I am very sorry to know about your situation. What you depict here seems very painful, sad and frustrating for you as parents and grandparents, specially because of the time in your
lives when all these dramatic changes started.
Pregnancies could and do deeply impact a person's life, from hormonal and metabolic changes, to psychological and emotional ones. Whole life styles could change because of them. It is not uncommon to see how the mother's personality could significantly change during pregnancy. Some times such changes stay until childbirth, while other times some of them could remain for longer.
Marital problems before and during pregnancy could play a key role on transformations you reported here. it seems the context for this marriage was not he best one for her, where pregnancy and marriage became triggers for these deep changes to develop. It is very sad but necessary to come to terms with the fact that there is not much we could do as parents about our adult children and grandchildren. There are independent adults, who have total control of their choices and actions, and no matter how hard we try, if they are not open to share and to consider you as more active important presences in their lives, you can only respect her boundaries, limits and focus on what depends on you to promote further openness and intimacy, but always it would be limited to what she allows.

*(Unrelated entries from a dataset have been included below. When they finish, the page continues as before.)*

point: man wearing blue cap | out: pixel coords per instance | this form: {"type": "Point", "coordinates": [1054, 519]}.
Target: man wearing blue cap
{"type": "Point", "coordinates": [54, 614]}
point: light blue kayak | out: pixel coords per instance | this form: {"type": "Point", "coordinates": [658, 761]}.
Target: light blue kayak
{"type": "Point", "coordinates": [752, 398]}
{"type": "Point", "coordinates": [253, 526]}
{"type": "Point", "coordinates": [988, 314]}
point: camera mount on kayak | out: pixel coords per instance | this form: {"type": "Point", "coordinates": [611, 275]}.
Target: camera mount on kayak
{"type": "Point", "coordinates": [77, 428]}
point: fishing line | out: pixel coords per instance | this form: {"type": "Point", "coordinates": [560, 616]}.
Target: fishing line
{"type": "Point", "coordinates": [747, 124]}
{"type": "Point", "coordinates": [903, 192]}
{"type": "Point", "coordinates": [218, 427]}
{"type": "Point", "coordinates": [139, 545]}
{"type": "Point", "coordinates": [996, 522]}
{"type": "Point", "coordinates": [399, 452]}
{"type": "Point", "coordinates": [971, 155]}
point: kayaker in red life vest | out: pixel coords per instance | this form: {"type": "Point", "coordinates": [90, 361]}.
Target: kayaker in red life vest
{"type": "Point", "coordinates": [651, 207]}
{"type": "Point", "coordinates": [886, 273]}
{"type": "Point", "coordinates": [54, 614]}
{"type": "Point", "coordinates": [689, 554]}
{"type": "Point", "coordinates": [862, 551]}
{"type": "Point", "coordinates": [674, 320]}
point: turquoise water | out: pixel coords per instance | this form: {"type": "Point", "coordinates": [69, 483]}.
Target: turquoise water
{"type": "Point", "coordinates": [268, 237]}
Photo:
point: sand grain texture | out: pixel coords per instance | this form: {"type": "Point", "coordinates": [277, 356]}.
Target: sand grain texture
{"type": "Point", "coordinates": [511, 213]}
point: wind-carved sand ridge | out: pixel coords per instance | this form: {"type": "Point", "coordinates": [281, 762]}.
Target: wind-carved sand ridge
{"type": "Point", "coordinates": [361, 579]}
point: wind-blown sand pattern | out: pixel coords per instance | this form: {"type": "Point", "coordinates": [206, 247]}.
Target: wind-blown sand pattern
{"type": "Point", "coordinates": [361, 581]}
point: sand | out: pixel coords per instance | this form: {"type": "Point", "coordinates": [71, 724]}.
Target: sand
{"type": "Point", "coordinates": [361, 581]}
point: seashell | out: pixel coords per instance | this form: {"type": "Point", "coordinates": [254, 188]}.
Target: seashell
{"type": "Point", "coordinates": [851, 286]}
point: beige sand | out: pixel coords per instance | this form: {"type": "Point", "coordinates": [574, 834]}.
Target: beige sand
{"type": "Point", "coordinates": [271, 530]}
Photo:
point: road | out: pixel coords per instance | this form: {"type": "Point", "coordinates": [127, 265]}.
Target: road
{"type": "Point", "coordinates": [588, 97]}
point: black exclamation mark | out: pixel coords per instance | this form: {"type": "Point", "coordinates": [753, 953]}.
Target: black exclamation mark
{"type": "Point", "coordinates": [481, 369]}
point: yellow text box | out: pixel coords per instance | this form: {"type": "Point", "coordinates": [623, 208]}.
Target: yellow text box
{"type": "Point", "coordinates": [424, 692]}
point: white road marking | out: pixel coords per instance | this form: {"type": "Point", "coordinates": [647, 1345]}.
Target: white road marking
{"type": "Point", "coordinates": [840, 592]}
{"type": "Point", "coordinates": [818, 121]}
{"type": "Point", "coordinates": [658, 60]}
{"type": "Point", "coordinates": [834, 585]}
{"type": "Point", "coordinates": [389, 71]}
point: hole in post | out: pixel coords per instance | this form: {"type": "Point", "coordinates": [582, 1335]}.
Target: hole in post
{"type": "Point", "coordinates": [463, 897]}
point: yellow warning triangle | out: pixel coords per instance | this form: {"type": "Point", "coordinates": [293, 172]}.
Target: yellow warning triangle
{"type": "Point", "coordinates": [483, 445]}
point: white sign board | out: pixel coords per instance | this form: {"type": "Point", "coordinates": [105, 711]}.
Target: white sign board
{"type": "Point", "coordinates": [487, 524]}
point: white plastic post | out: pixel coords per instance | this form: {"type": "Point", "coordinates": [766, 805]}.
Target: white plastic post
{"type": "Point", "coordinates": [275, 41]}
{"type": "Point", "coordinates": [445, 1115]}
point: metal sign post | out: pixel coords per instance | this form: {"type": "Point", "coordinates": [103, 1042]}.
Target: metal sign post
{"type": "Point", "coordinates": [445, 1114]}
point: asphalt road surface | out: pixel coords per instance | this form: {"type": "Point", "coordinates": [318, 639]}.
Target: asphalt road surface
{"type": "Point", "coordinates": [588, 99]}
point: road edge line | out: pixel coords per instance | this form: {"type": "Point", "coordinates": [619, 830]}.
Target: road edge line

It's obvious you do not deserve nor expected any of these changes and distance to happen between you and your daughter and her baby, but it is necessary to accept it , understanding that she is facing her own personal and marital issues, that she is going through a real life crisis, and being this young, even maturing and developing essential skills she needs to better understand herself as an adult, so to be clear about herself, what she truly wants from life. It could seem very dysfunctional but it is the process she is experiencing and avoiding, repressing or denying it would not help. Better for her to lean from experience, while receiving healthy and assertive affection and the support you could
offer and she is willing to take.
You are grieving your daughter and the relationship you had before, so please be unconditionally gentle, understanding, supportive and compassionate towards yourself, for you to be able to cope with it, the same as your husband, so to take good care of yourselves, allowing you to be in the best possible shape to wisely share and support her too.
Does it make sense?
Absolutely, it makes complete sense. Thank you.